Content
THE GODDARD NORSE COIN
Posted by
salamon
Saturday, April 23, 2011
In the summer of 1957, during his second year of digging at the Goddard site on the central Maine coast, amateur archaeologist Guy Mellgren found a small silver coin near the center of the site, at a depth of 5" below the surface. In 1978 the coin was identified by Peter Seaby, a British coin dealer, as a Medieval Norwegian penny. This identification was confirmed in 1979 by Kolbjørn Skaare, a leading authority on Medieval Norse coinage, who examined the coin at the Maine State Museum and arranged for neutron activation testing of a small fragment from it. Skaare's analysis confirmed the coin's authenticity as a Norwegian penny issued during the first half of King Olaf Kyrre's reign, AD 1065-1080. The Goddard coin remains the only pre- Columbian Norse artifact generally regarded as genuine found within the United States.

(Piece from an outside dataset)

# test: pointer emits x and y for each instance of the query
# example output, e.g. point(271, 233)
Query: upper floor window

Extensive archaeological investigation of the Goddard site has revealed no evidence for a Norse settlement there. Rather, it seems to have been the locus of a sizeable native settlement between 600 and 900 years ago, quite possibly the largest Native American village in Maine at the time. It is possible that the Norse visited this village, leaving the coin behind in trade. However, there is a good deal of evidence that the Goddard village was an important hub within a far-ranging native trade network, one which brought goods from as far away as Pennsylvania, the Great Lakes and Labrador to the site. Thus, we think the most likely explanation for the coin’s presence is that it was obtained by natives somewhere else, perhaps in Newfoundland where the only known New World Norse settlement has been found at L’Anse aux Meadows, and that it eventually reached the Goddard site through native trade channels.